On Wed, Dec 22, 2010 at 7:50 AM, Mark Mitchell mark@codesourcery.com wrote:
On 12/21/2010 2:12 AM, Loïc Minier wrote:
Upstream faces the same problem, yet manages to move the compiler forward. Since Linaro's goal is for all new developments to make it upstream, we should simply live by upstream's standards when developing patches.
However, Linaro doesn't have upstream's resources. In the context of upstream, if you post a patch that works on (say) ARM, but breaks on (say) SPU, then it's your obligation to fix that problem. But, you generally have the combined resources of upstream, including a lot of expertise from maintainers of other architectures to draw on. In Linaro (despite the fact that we have Ulrich Weigand, a very talented Power developer, and Richard Sandiford, an equally talented MIPS developer), we do not have the breadth of knowledge that we have upstream.
So, I'm questioning the objectives. Linaro isn't upstream. It's not a multi-architecture consortium. It's all about ARM. Therefore, a multi-architecture distribution that wants to provide best-in-class tools for all architectures cannot rely completely on Linaro; there will be important patches for MIPS, Power, x86 and other architectures that are not going to be incorporated into the Linaro sourcebase.
I'd rather the criteria for Linaro be that the Linaro sourcebase work well on ARM. Of course, we should submit patches upstream as well. In that process, the patches will change, to better support other architectures, or otherwise. We can backport those changes, or we can just wait for our next merge from upstream, and get them then.
This would give Linaro the clearly focused mission of providing excellent tools for ARMv7-A.
I'm more than a month late to the party, but here goes:
I've said the following in the flyer[1]:
""" The group's goal is to improve the competitiveness of Cortex-A series devices, especially the Cortex-A9 with NEON and SMP. We emphasise performance and are neutral on correctness. Most of the performance effort is on improving compilers and libraries, and some is on providing good developer tools to allow the developer to track down the remaining issues and get the device to market.
The primary platforms are Linux on Cortex-A, i686, and x86_64. Improvements are done for the Cortex-A. The other primary platforms are built, tested, and supported by the group. This gives us a wider range of tests, makes changes more likely to be accepted upstream, and makes the toolchain more useful for multi-platform products such as Ubuntu.
While we do focus on the Cortex-A, we attempt to 'do no harm' to other architectures. The performance and correctness should be no worse than the corresponding upstream version. We plan to monitor the correctness, speed, and size of the automated builds in the following combinations:
ARMv7 + Thumb2 + VFP ARMv5 + ARM + Software FP ARMv5 + Thumb1 + Softare FP i686 x86_64
Correctness regressions will be fixed. Significant size or performance regressions will be fixed. """

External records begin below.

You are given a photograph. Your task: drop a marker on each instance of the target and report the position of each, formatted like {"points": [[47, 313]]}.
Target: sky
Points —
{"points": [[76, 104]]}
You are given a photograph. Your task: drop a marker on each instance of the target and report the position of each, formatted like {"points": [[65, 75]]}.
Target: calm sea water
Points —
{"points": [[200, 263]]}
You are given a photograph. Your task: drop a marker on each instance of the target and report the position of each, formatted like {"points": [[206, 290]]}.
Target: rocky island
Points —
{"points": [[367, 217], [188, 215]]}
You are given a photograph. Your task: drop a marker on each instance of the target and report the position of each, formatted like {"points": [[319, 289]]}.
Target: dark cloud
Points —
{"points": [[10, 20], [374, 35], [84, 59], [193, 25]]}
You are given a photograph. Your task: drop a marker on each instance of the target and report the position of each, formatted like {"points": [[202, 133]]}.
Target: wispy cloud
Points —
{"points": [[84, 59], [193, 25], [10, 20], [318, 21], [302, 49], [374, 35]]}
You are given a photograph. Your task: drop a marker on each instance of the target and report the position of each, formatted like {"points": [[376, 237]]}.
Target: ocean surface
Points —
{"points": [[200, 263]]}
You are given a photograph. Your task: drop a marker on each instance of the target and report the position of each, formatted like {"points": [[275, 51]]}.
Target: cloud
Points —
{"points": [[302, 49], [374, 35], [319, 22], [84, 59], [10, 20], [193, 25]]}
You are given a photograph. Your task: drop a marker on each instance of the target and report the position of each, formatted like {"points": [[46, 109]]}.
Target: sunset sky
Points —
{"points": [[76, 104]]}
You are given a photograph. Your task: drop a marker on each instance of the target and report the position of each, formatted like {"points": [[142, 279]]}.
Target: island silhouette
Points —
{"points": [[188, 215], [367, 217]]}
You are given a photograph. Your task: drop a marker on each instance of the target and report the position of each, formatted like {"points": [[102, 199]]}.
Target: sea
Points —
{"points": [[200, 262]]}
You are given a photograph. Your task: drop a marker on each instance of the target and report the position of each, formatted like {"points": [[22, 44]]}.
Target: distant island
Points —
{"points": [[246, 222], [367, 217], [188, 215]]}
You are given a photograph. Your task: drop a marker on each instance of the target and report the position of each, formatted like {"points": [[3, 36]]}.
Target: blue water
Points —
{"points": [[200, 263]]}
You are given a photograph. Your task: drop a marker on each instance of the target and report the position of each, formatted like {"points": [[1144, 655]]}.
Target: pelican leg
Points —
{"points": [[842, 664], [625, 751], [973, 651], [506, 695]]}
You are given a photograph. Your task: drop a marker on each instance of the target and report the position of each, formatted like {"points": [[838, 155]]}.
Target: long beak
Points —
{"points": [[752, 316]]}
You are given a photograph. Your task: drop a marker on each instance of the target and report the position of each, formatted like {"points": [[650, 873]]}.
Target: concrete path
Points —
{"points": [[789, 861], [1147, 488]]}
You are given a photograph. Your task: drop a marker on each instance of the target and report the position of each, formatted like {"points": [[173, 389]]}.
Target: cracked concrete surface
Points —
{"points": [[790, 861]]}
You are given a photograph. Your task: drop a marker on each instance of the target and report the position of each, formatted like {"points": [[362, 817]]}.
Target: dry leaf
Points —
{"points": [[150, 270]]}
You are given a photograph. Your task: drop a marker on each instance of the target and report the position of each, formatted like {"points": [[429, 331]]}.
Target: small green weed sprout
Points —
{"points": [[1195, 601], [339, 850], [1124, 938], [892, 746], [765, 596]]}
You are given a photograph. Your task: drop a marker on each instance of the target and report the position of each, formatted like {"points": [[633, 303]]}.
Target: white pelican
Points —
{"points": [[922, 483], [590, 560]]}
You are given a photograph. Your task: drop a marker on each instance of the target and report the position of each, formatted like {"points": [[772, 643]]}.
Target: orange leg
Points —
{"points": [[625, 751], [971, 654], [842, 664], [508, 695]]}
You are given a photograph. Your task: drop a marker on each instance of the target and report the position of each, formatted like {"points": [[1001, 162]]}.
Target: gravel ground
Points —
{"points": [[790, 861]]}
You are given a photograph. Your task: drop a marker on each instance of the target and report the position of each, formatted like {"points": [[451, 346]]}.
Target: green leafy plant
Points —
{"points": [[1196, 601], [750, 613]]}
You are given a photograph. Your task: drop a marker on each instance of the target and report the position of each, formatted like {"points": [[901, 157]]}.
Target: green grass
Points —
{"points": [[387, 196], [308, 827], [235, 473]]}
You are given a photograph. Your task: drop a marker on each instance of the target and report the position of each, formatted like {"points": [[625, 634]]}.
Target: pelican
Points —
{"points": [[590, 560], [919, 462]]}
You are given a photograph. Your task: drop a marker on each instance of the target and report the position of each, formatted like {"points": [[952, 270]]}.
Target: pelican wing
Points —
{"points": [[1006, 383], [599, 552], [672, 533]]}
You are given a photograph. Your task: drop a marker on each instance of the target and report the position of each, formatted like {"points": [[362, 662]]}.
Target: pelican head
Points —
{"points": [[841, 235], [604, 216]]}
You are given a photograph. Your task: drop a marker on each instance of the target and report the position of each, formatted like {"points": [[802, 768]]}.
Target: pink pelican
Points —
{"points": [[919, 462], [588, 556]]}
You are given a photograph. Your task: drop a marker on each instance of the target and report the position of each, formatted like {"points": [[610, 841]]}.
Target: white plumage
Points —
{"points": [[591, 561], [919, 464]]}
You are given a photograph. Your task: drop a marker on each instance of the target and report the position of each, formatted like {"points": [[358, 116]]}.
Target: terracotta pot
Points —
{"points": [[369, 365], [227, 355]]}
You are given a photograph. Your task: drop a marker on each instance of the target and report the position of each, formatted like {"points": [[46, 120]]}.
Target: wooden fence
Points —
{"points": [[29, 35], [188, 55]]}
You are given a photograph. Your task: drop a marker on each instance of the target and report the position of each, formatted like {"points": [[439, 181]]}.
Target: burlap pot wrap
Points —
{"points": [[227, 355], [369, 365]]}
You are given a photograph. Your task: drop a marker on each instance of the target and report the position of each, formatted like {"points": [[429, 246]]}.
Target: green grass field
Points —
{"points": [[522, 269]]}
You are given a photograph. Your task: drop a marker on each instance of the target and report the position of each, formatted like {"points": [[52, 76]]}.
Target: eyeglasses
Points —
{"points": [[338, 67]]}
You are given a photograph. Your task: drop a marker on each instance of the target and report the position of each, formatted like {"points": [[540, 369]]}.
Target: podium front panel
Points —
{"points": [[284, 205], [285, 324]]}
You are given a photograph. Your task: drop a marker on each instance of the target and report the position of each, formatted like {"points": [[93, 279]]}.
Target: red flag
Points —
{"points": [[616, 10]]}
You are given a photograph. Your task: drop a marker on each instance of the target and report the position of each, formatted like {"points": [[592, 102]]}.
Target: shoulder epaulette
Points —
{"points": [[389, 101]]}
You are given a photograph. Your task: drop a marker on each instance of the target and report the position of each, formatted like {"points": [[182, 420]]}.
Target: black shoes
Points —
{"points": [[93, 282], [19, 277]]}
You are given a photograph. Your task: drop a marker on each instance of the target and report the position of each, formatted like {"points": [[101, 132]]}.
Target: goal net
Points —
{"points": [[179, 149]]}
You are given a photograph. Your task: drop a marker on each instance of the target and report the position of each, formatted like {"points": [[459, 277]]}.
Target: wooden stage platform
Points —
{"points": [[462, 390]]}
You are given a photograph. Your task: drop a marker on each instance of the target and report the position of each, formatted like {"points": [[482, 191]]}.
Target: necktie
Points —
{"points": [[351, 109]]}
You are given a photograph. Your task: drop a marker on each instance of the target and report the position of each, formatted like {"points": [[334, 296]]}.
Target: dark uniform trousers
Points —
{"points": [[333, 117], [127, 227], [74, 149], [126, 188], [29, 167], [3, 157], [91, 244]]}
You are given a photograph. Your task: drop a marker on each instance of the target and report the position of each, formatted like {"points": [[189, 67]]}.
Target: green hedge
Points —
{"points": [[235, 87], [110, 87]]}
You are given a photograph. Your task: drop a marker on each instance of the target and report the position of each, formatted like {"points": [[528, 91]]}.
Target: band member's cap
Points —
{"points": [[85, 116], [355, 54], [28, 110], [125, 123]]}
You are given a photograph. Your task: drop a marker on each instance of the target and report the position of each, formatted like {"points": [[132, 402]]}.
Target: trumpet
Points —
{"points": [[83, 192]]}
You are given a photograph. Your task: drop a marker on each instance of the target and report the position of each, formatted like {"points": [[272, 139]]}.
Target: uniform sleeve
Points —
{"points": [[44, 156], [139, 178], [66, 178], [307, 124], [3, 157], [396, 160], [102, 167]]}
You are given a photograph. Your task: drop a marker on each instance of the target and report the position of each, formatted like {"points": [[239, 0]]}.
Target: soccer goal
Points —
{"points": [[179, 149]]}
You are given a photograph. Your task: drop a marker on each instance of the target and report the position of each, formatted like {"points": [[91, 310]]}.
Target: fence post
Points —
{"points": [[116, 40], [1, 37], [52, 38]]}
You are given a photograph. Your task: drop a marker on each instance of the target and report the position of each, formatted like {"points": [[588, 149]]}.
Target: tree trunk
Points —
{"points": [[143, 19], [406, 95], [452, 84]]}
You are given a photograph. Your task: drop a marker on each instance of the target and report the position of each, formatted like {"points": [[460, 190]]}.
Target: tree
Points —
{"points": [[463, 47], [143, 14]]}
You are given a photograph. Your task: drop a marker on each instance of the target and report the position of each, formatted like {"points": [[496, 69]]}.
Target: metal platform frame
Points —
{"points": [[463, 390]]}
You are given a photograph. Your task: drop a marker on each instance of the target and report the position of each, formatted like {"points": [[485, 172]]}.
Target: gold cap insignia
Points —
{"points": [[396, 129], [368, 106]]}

So: 1. If we break (any) ARM, i686, or x86_64, we'll fix it 2. Similarly, if others find our ARMv7, i686, or x86_64 to be broken, we'll fix it 3. If we break any other architecture we won't know unless others get involved 4. Performance *could* drop on i686 and x86_64. We'll measure it and see if it's a problem.
(1) and (2) should be sufficient for a distro like Ubuntu to use Linaro GCC for all of their official platforms. (1) and (2) are also an honest effort and, if we can meet these, then the patch should be acceptable upstream and gives us the advantage of exercising more of the middle end.
The counter examples are more interesting: * If others find Thumb-1 to be broken, it should be fixed by the greater ARM community upstream * If a change in Linaro GCC 4.5 breaks PowerPC, we might not fix it * If a change from us in trunk drops MIPS performance by 2 %, we might not fix it
When push comes to shove, performance on ARMv7 wins. Things should smooth out once trunk opens again as we'll be working upstream and can use upstream's normal methods and resources to solve such problems.
I'm working on doing builds in the cloud and once we have that I'll start doing a cross builds for architectures with readily available sysroots (Ubuntu has at least sparc and powerpc). Automation makes this cheap and, although we still don't support them, it'll give early warning for some types of fault.